A bubble of hope floated invisibly in the air over our heads, and with it a sense of normalcy—the old life—momentarily returned. Several of us took second helpings. A little boy was injured but he’d soon enough heal. And our lives, too, weren’t so deeply changed. There’d be time, still, to pick up where we’d left off. And so sometime during that meal Howard’s thoughts drifted, quite helplessly, and despite my father’s warnings, to Megan O’Donnell. And Bec spent a moment envisioning the new life that she and Tyler McMannus would soon share. Just before the table was cleared Ada gave a proprietary glance around the dining room, and there it was, just for a second, her old satisfaction with the place—her place—rising once again to the surface. And between Vivie and Nina those worries that had arisen in the last week, worries about something, unnameable as yet—a something that was wrong with Nina—were now but a fleeting thing. After dinner Leo could finally get back to his reading, to that article about universal chaos and motion. And Mort could tune in to a baseball game, catch up on the Yankees, whom, like God, he hadn’t had any contact with in the last week and sorely missed.
As for myself, I could believe, as I had many times that summer while in the upstairs bathtub, that I was separate from them, wholly different from them. When I said me, I sensed anew, I didn’t mean them.
But then my mother began sobbing and in response we snapped back to attention, dropped our dreams.
The table was almost cleared when the doorbell rang. That would be another neighbor delivering another casserole, some of us must have thought. Though that night Bec was the one to open the door, and to our surprise there was Nelson, making his first visit to Woodmont, asking in a worried voice if there was any news, lately in my dreams when I return to this moment it’s me, rushing forward, beating out the others, opening the door, and hoping against hope that with my doing so a faint but unending scream—which is mine, my mother’s, and even my grandfather Maks’s—will finally cease.
But when I do no one is there, no one is ever there, and each time this empty space is as much a shock as the last.
“I thought I should come,” Nelson said next, his tone hesitant. He then thanked Bec, who he told us had phoned him the day before.

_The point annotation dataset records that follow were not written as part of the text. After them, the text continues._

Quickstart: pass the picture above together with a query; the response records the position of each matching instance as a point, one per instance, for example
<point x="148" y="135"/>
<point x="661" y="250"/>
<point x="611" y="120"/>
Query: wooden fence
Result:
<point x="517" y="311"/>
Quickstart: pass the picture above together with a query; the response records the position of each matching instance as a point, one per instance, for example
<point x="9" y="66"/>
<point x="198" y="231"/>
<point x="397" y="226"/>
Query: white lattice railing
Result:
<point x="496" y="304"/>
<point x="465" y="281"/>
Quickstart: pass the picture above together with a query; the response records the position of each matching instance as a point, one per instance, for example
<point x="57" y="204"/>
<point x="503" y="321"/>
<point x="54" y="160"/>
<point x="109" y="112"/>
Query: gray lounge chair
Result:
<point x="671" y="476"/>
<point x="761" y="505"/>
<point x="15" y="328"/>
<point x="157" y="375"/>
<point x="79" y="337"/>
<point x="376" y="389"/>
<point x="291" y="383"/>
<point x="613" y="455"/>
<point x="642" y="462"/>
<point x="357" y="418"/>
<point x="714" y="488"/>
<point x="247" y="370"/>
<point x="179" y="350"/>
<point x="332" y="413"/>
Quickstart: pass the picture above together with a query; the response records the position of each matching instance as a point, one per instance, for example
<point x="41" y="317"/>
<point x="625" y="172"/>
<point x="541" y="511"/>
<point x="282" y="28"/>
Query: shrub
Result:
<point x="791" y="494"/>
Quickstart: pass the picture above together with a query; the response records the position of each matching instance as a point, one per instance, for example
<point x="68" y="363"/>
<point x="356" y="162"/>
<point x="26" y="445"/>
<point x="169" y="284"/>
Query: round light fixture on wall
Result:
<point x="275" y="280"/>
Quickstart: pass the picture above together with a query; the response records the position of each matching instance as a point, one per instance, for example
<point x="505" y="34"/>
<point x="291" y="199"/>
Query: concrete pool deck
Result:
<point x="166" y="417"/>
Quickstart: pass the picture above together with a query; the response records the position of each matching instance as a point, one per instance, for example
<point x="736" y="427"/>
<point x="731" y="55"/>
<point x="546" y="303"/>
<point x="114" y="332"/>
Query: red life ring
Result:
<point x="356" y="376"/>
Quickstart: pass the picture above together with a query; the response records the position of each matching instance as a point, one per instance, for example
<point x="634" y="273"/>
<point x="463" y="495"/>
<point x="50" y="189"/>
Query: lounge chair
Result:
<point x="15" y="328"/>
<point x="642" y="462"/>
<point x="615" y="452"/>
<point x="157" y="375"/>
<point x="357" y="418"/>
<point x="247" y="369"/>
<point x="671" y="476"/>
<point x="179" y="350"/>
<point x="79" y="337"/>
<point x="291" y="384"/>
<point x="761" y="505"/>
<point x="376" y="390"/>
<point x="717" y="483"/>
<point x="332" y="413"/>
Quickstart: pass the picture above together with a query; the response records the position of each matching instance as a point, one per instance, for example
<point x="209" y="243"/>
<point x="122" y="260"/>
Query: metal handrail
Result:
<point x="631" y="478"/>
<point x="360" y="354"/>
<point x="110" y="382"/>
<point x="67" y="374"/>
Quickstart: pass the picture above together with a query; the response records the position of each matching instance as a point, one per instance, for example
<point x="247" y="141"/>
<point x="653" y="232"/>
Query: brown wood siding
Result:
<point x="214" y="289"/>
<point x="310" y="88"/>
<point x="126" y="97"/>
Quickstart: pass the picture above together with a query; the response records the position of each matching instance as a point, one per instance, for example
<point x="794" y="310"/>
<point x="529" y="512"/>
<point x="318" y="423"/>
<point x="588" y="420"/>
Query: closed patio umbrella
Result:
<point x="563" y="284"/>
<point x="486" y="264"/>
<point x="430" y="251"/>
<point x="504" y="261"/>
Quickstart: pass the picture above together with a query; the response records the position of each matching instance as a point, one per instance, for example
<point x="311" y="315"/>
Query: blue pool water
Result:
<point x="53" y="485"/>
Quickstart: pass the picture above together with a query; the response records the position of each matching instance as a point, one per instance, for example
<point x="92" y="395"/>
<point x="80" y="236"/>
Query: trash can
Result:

As Bec rose to make Nelson a plate of food, she handed me his hat, which I placed beside my father’s on the little table in the dining room with the telephone on it. Earlier the day’s mail had arrived and had been placed there too. That’s when I saw that Lucinda Rossetti had sent Davy yet another installment of their picture. As Howard carried in an extra chair from the kitchen, and as Nelson sat himself in it, catty-corner between my father and Howard, and as everyone shifted a little, to the left, to the right, and as my father patted Nelson’s back, saying, “Good of you to come, brother,” I opened the envelope and unfolded its contents. What was remarkable was how clear and perfectly ordinary the scene had become: the original red panel at the bottom was now a red-and-white-checked tablecloth, the three vases on it were rounded and shaded, and the bouquets arising from each vase were fleshed out, one with daisies, one with tulips, and the third left blank for Davy to fill.